According to https://docs.aws.amazon.com/lambda/latest/dg/with-kafka.html#smaa-authentication you can also pass a client certificate without a server root ca in case the server uses a cert which is "signed by a certificate authority (CA) that's in the Lambda trust store".

So client and server cert do not depend on each other from what I can see.
You probably had a reason to implement this test though so I wonder where this came from.

I currently work around this with an post install script to remove the test.

[mishabruml]

Hey @fdesoye thanks for noticing this. That check is only due to my limited knowledge of mTLS and networking- I assumed that both client and server certificate were required. If @pgrzesik agrees that the validation could be relaxed then I can make a PR, or feel free yourself?
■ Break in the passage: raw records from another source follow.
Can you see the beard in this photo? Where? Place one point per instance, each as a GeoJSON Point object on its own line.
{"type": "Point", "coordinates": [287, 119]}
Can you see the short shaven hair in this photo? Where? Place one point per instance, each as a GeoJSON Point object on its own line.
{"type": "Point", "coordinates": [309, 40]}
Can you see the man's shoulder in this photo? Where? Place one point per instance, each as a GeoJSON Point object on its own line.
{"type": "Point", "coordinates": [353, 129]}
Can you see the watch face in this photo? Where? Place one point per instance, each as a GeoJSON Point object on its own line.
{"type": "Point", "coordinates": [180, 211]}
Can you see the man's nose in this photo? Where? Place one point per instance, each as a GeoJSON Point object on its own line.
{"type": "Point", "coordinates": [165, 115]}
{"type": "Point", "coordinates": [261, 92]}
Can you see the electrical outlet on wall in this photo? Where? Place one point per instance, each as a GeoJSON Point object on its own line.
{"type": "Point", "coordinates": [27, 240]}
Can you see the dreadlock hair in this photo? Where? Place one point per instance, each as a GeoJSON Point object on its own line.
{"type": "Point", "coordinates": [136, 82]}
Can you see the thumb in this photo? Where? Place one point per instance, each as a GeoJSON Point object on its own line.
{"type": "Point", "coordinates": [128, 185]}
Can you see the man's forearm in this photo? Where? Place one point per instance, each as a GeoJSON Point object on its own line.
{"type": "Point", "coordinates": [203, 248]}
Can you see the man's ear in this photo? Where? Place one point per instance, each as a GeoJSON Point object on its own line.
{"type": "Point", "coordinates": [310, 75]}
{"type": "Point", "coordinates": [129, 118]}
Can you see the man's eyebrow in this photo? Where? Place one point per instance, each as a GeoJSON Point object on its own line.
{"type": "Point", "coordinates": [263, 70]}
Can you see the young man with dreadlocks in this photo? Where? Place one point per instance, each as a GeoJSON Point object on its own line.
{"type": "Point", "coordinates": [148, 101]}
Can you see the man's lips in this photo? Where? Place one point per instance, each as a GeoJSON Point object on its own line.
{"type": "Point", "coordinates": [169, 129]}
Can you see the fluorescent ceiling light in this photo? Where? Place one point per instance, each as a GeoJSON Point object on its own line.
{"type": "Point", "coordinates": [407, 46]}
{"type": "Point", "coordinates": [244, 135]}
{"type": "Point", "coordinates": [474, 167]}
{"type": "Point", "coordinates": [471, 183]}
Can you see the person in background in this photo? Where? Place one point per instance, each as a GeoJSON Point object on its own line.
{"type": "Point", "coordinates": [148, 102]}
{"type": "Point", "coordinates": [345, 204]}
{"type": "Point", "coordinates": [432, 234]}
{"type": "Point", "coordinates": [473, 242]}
@fdesoye could you prove/explain your scenario further by providing a cloudformation template(s)?

[mishabruml]

ahh i see that SERVER_ROOT_CA_CERTIFICATE is not used for mTLS only, that makes sense. I was thinking that if it was for mTLS only then of course it wouldn't make sense to provide one without the other. Could you follow up on the case or providing CLIENT_CERTIFICATE_TLS_AUTH without SERVER_ROOT_CA_CERTIFICATE ? thanks 😄

[pgrzesik]

Hello 👋 So it seems like we might need to relax the restriction that we have in place currently if I'm understanding the above correctly, right?

[fdesoye]

Indeed, that would be my conclusion given it "works for me". I'd be happy to raise a PR for this. Would be my first one so might take a bit to find which unit tests have to be adjusted and what else I have to look at.

[mishabruml]

@fdesoye happy to help you out if you need 😌

[fdesoye]

Small change only so I will probably manage. Will push something later this week (will mainly have to figure out the formalities of raising a proper MR).

Do we need integration tests for this?

[pgrzesik]

Thanks @fdesoye - unit test will be just fine 👍

[fdesoye]

Not sure if this belongs in this thread, but I ran into a slightly annoying issue: the Kafka trigger takes rather long to deploy (probably due to whatever AWS spins up for this under the hood).
It did cost me quite some time to realise that the secrets I referenced were only created in our dev account but not in the prod account. Do we have some kind of precompile validation that could assert that the configured secrets are actually available? Would require the user to have secretsmanager:ListSecrets permissions though.

[pgrzesik]

Hey @fdesoye - this is definitely a related topic, but would deserve a separate discussion in my opinion. The proposal sounds interesting, but I'm not sure if adding such functionality to Framework is the way to go - I'm not aware of any similar validations being implemented thus far. cc @mnapoli

[mnapoli]

Agreed, that sounds like a whole topic on its own, not sure if it would make sense here too.

[fdesoye]

My question is, if there is some functionality already available in the framework, that could do this kind of validation prior to kicking off a deployment.
If yes, I am happy to open a new issue and probably work on this. If there is no such concept in place already, I think it might be a bit of overkill as honestly I think the self-hosted kafka trigger is a rather unusual trigger and only adding a framework feature for this sounds not worth the effort to me.

[pgrzesik]

We don't really have a good way to handle it right now - it can also cause issues where .e.g deploymentRole is different/has different set of permissions - in that case, the check might fail while the deployment would've succeeded. I would honestly advocate against implementing something custom like that at this point, especially that Kafka use case isn't very popular.

[fdesoye]

Agreed. Sounds like too much effort and risk for too little gain.